Sie war wie wir historisch durch den Bauernkrieg 1525, ein rasches Wachstum nach dem Zweiten Weltkrieg und vor allem durch die Computerindustrie gekennzeichnet. Im Ministerium für Innerdeutsche Beziehungen hatte man uns geraten, die Anfrage sowohl bei der Ständigen Vertretung der DDR in Bonn (praktisch die Botschaft) als auch über prominente Mittelsmänner beim Staatsratsvorsitzenden Erich Honecker vorzubringen. Um Vermittlung haben wir gebeten: Bundeskanzler a.D. Helmut Schmidt (sein Gespräch mit Honecker kam im Herbst 1987 dann aber nicht zustande), Ministerpräsident Lothar Späth und den IG-Metall-Vorsitzenden Franz Steinkühler. Die DDR-Vertretung in Bonn schickte prompt eine Absage. Aber drei Wochen später kam Günter Behnisch, der erste Sekretär eben dieser DDR-Vertretung ins Böblinger Rathaus und überbrachte ein zustimmendes Schreiben des Staatsratsvorsitzenden Erich Honecker. Die Mittelsmänner hatten gewirkt.

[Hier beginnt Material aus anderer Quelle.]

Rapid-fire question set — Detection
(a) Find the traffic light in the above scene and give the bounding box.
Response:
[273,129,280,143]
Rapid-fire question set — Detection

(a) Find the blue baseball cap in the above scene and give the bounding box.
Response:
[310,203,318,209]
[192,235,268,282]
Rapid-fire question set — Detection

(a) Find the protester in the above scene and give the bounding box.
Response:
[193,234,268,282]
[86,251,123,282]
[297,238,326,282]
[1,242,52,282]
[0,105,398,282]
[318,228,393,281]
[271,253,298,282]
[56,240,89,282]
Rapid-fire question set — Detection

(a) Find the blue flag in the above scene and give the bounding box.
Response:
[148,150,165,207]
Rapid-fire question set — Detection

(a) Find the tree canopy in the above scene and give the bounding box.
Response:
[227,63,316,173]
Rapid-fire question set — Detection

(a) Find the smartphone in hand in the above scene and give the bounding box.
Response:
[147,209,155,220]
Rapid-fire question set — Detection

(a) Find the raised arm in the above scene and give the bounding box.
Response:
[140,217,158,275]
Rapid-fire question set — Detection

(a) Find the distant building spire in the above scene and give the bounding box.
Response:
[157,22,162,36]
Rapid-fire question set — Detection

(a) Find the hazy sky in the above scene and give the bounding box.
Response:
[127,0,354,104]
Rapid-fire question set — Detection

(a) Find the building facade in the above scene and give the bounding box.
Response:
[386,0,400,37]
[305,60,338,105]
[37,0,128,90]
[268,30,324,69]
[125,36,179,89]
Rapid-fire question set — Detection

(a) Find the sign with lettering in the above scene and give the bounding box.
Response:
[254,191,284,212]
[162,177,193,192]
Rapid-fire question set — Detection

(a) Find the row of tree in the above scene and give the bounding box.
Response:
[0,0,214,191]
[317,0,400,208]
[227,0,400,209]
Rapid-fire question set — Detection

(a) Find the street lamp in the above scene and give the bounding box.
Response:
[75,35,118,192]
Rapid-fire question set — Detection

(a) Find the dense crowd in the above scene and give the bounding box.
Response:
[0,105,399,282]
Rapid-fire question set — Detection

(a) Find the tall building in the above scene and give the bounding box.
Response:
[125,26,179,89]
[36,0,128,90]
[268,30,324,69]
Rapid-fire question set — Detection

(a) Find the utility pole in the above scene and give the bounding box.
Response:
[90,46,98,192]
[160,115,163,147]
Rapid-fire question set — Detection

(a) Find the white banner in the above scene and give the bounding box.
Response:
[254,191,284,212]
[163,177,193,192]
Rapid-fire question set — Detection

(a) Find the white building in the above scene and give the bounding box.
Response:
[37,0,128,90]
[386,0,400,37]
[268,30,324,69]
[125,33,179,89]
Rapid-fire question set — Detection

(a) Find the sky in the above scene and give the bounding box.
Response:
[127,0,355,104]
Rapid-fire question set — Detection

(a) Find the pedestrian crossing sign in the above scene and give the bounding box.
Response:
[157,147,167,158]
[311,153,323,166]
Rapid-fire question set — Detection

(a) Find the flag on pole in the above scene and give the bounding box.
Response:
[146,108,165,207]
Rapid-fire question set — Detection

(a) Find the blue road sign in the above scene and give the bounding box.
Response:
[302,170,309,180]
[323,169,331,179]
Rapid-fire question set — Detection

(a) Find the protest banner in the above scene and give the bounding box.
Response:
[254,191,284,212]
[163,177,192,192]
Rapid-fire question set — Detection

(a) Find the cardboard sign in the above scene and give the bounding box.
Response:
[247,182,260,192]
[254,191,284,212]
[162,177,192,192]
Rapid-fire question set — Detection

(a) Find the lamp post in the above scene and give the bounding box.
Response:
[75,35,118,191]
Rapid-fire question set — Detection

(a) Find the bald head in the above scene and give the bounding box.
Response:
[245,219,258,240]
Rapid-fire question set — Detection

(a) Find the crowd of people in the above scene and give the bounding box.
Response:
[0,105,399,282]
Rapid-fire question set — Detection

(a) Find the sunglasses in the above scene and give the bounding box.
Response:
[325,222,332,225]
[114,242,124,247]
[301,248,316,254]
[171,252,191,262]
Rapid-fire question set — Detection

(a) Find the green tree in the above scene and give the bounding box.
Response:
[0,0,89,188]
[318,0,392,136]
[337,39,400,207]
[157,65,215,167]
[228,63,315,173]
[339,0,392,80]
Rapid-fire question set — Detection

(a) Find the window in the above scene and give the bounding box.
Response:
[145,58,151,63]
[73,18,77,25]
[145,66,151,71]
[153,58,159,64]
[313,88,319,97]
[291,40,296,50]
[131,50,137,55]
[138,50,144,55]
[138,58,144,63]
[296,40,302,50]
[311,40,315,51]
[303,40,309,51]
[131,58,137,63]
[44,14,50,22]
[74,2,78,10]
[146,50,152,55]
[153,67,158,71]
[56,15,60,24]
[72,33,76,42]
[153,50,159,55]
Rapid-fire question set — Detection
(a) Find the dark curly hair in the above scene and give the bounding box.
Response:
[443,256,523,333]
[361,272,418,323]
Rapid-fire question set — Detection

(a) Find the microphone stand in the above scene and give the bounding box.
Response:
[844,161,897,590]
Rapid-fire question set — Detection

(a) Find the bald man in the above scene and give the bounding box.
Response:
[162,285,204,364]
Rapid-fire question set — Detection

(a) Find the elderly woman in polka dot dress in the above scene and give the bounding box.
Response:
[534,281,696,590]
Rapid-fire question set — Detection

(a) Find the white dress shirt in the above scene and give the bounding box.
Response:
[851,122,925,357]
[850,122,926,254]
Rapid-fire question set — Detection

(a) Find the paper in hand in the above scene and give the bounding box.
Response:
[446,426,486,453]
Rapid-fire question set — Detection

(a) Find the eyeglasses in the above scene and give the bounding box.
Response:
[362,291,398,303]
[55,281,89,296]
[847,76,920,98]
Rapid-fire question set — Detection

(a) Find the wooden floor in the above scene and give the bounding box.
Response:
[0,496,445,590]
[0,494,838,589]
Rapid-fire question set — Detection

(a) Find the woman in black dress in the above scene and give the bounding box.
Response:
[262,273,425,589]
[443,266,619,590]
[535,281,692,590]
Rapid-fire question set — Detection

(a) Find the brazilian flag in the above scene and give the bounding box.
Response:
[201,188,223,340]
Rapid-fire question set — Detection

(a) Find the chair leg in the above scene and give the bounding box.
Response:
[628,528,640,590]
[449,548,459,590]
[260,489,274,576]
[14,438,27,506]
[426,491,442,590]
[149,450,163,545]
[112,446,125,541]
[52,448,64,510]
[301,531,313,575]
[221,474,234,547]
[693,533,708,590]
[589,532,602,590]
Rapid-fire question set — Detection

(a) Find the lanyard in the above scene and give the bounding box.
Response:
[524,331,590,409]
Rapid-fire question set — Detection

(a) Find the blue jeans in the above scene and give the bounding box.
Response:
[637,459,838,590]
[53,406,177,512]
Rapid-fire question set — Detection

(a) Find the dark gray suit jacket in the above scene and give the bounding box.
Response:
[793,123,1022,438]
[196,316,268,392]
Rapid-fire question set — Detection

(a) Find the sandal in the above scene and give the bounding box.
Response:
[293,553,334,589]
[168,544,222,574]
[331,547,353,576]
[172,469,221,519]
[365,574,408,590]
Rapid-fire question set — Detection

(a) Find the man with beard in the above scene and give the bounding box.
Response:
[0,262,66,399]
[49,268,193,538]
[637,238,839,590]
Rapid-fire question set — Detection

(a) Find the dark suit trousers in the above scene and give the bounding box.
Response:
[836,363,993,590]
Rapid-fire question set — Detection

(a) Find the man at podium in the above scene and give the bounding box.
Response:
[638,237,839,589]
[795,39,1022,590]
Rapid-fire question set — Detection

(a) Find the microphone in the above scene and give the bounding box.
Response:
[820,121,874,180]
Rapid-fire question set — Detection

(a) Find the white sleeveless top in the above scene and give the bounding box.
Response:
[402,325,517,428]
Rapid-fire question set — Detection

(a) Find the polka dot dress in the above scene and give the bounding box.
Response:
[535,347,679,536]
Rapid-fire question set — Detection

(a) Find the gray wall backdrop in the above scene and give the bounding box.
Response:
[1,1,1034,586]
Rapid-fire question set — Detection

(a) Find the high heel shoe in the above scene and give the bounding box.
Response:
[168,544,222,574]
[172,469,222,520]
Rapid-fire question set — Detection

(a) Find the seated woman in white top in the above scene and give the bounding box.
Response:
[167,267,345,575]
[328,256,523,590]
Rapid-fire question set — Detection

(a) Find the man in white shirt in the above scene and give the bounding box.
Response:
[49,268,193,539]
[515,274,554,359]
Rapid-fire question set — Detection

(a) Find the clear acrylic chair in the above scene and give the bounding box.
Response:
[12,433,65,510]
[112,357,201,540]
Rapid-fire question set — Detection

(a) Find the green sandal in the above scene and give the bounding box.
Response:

Mit Bürgermeister Manfred Hölzer tauschten wir noch vor Weihnachten vorbereitende Briefe aus. Später habe ich ihn als vorsichtig-pragmatischen und durchaus knitzen Kollegen schätzen gelernt. Anfang Februar 1988 besuchte uns eine erste Sömmersche Delegation, um uns zu beschnuppern. Sie waren damals noch neun Stunden unterwegs gewesen.
Ende März reiste ich mit einigen Gemeinderäten, Waltraud Gmelin (CDU), Hermann Rothfuß (Freie Wähler), Richard Schüle (SPD) und Claudius Ziehr (Grüne) nach Sömmerda.
Gleich am Ankunftstag und durch eine lange Nacht hindurch erarbeiteten und erkämpften wir einen einvernehmlichen Partnerschaftsvertrag. Natürlich war da manches verkrampft und gestelzt, aber es war ein tragbarer Kompromiss. Die 34. deutsch-deutsche Städtepartnerschaft wurde dann im Mai 1988 in Böblingen und im Juni in Sömmerda durch unseren Gemeinderat und die Sömmersche Stadtverordnetenversammlung besiegelt.
Keine zwei Jahre später war Deutschland mit Zustimmung aller vier ehemaligen Siegermächte wieder vereint. Es gab einen neuen Partnerschaftsvertrag und einen neuen, freien Schwung in unserer Beziehung zu Sömmerda. Ich wünsche alles Gute weiterhin!